В «Социальной физике» Кетле выводит основной за­кон существования преступности в обществе: «Суще­ствует бюджет, который выплачивается поистине с ужа­сающей аккуратностью и правильностью. Это — бюд­жет тюрем, рудников и эшафотов. Мы можем с полной достоверностью предвидеть, сколько человек запачка­ют свои руки кровью ближнего, сколько будет подло­гов, отравлений, мы можем это сделать с такой точно­стью, с какой мы предсказываем количество смертных случаев и рождений в ближайший год»1. Согласно «За­кону Кетле», в обществе всегда наличествует постоян­ный уровень преступности (правда, с его точки зрения этот уровень неизменен лишь в рамках определенных условий, перемены в социальных условиях меняют по­казатели преступности).
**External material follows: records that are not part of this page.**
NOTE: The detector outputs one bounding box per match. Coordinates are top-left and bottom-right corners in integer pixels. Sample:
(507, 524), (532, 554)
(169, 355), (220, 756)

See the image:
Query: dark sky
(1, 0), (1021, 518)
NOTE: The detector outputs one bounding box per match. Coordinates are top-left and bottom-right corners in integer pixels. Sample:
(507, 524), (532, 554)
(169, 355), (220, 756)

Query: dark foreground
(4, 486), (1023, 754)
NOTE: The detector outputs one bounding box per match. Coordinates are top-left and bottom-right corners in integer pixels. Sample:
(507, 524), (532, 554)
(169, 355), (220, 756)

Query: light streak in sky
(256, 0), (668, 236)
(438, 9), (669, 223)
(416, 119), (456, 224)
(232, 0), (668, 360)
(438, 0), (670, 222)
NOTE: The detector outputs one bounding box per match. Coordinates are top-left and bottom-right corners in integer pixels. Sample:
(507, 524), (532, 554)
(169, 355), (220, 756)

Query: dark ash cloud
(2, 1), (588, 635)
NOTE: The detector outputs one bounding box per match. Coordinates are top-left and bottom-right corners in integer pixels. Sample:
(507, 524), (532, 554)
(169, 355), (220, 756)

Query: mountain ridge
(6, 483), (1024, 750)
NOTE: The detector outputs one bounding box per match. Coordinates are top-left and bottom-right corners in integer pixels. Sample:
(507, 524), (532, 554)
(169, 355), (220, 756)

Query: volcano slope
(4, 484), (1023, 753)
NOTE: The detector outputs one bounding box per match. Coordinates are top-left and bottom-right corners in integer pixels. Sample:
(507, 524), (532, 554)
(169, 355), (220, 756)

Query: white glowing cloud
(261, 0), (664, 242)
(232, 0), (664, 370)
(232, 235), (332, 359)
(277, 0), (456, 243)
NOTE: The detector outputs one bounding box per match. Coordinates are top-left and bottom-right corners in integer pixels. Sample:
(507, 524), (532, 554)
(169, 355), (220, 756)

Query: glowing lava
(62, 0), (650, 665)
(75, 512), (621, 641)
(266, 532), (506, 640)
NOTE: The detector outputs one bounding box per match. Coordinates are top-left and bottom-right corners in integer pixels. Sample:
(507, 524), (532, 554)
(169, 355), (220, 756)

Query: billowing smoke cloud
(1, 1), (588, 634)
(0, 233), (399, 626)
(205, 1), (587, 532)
Устойчивые статистические характеристики пре­ступности Кетле называет «таблицами преступности». В этих таблицах показана «склонность» к совершению преступлений различных возрастных групп населения. Так, по словам А. Кетле, если миллион людей от 25 до 30 лет совершили вдвое больше убийств, чем миллион людей от 40 до 50 лет, то это позволяет утверждать, «что у первых склонность к убийству вдвое сильней, чем у последних». Кетле вывел общую закономерность преступности: «Склонность к преступлению возраста­ет довольно быстро, по мере достижения зрелого возра­ста, и затем, достигнув своего максимума, она умень­шается до конца жизни» (например, во Франции мак­симум относился к 24-летнему возрасту, в Бельгии — к 22-летнему)»2.

1 Цит. по: Райхесберг Н. М. Адольф Кетле (его жизнь и научная деятельность). СПб., 1894. С. 66.

2 См.: Кетле А. Социальная система и законы, ею управляющие. СПб., 1866. С. 89.

Среди частных закономерностей преступ­ности А. Кетле выявил, что у мужчин максимум склонности к преступлениям наступает раньше, чем у жен­щин, на один год и вчетверо «сильнее».

Огюст Конт(1798—1857), современник Кетле, высо­ко ценил математику, но его «социальная физика» (он принял этот термин) не имела ничего общего со стати­стикой. Он считал, что социология, самая молодая из позитивных наук, хотя и строится на методах предше­ствующих наук, имеет свой специфический метод — сравнительно-исторический. К тому же Конт отдавал себе отчет в том, что теория и эмпирика взаимно обус­ловливают друг друга и потому чисто эмпирического метода быть не может. Во всяком случае, сам Конт однозначно склонялся к теории. Конкуренция между эмпирико-статистической наукой об обществе и теоре­тико-концептуальной социологией продолжала суще­ствовать как определенный аспект соотношения тео­рии и практики.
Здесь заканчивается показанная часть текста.